‘They woke you,’ Ruby countered. ‘Why not me?’
Sam glanced at the ball of fur at his feet and scowled. ‘Tino and Miller didn’t wake me. He did. Apparently mutts don’t keep normal sleeping hours.’
Any other time his disgruntled scowl might have been endearing, but Ruby wasn’t in an affable mood. ‘So we’re stranded here?’
‘I hardly think you can call us stranded. I can phone any time and charter a boat to come and pick us up.’
‘So why haven’t you done it already?’
Sam gave her a narrow-eyed look, clearly not liking her tone. ‘I don’t know, Ruby,’ he drawled dangerously. ‘Maybe because it’s only seven in the morning and even charter companies have operating hours. And I fell back asleep. Is that a good enough reason for you?’
Ignoring his rhetorical question, she scowled as he pushed to his feet and ambled into the kitchen. Ruby unconsciously tracked his movements, mortifyingly aware of everything about him from his broad shoulders all the way down to his muscular thighs and well-shaped feet. A curl of heat smouldered deep inside her.
‘Want a coffee?’
Aware that she’d been caught staring, she blinked, irritation at her own lack of self-control overriding her embarrassment. The man knew how good-looking he was. It wasn’t as if he wasn’t used to women staring at him.
‘No.’ She raised her chin. ‘What I want is to go home.’
Ignoring her statement, Sam started fiddling with the dials on the coffee machine.
‘Did you hear me?’ she asked briskly. Now that Miller and Valentino weren’t here to act as buffers she saw no reason to continue to hang around and pretend that she and Sam were going to be able to get along.

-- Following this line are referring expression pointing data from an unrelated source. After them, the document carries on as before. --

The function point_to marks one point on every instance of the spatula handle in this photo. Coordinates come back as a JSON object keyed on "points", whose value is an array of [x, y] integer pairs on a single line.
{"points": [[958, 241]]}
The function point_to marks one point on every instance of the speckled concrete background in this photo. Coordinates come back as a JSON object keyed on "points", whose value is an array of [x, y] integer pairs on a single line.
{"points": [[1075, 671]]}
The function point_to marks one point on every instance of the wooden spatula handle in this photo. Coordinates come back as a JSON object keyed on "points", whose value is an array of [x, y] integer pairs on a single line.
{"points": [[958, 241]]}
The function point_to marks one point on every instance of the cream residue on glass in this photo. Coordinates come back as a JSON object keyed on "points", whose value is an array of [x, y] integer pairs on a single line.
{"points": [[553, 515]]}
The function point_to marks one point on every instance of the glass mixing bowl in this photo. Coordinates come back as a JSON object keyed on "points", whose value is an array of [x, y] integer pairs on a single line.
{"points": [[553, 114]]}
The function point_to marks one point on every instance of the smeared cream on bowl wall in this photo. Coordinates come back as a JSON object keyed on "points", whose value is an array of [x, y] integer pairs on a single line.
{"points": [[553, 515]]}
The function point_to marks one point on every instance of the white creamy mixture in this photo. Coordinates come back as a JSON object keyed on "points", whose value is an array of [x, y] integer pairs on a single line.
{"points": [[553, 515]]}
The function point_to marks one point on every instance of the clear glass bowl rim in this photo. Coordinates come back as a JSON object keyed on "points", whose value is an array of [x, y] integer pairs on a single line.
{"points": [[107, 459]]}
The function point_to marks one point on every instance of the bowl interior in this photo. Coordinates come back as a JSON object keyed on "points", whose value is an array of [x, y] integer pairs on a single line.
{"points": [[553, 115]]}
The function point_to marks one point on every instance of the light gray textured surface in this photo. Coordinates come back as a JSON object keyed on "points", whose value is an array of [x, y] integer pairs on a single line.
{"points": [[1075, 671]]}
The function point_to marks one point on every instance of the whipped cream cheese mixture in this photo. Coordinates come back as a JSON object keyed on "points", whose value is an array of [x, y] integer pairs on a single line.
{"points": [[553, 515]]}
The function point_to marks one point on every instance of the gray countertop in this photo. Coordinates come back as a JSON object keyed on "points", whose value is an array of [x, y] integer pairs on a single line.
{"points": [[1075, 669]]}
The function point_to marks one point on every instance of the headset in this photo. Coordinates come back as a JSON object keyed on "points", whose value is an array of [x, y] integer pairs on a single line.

‘I think the charter company in Circular Quay heard you,’ he said, not bothering to turn around.
‘Good.’ Ruby tapped her foot to keep a lid on her escalating emotions. ‘I hope they send someone over quickly.’ She crossed her arms over her chest, glaring at his broad back. ‘Did you plan this?’
Sam turned slowly towards her, his expression inscrutable. ‘Did I plan what?’ His tone was low and silky and clearly annoyed. ‘Miller’s mother’s accident?’ He placed the flats of his palms down on the granite bench between them, a dangerous glint darkening his eyes. ‘Yeah. I took my private jet over to her house early this morning, knocked her down in her hallway and made it back in time to let Kong out for a toilet break. Not bad, eh?’
Ruby pressed her lips together at his sarcastic tone, determined to keep a lid on her temper. ‘That wasn’t what I meant and you know it. I was talking about Miller and Valentino leaving. If someone had woken me I could have gone with them.’
‘My apologies,’ Sam said in a voice cold enough to freeze liquid nitrogen. ‘It wasn’t that you thought I’d injured an old lady in my quest to have you, just that you think I’m so desperate to get you into my bed that I’d orchestrate Miller and Tino leaving without you. Is that it?’
Okay, put like that, it did seem a tad...hysterical. Not that she’d admit as much to him.
‘Such a high opinion of me, Miss Clarkson,’ he continued with ruthless precision. ‘What will you accuse me of next? Kidnapping? Unlawful imprisonment? A man could get at least twenty years for any one of those crimes with the right lawyer.’
‘Don’t be ridiculous,’ she snapped, rubbing her brow.
‘I’m not the one being ridiculous, angel. You are.’
She knew that. She was just too strung-out to care. ‘And stop calling me angel.’ When he did it reminded her of how it had felt to be pressed up against his hard, hot body. And how it would feel to be there again.
‘You know, I’m not sure if I should live down to your clearly heinous opinion of me and drag you into the bedroom to have my way with you, or walk out of here and let you find your own way home.’ He glared at her so hard Ruby felt like a bug under a microscope. ‘Now, do you want a damned coffee or not?’
‘Yes, I want a damned coffee.’ She needed something to get through the debacle of being stranded in this beautiful house, in this beautiful beach setting, with a man who drove her crazy.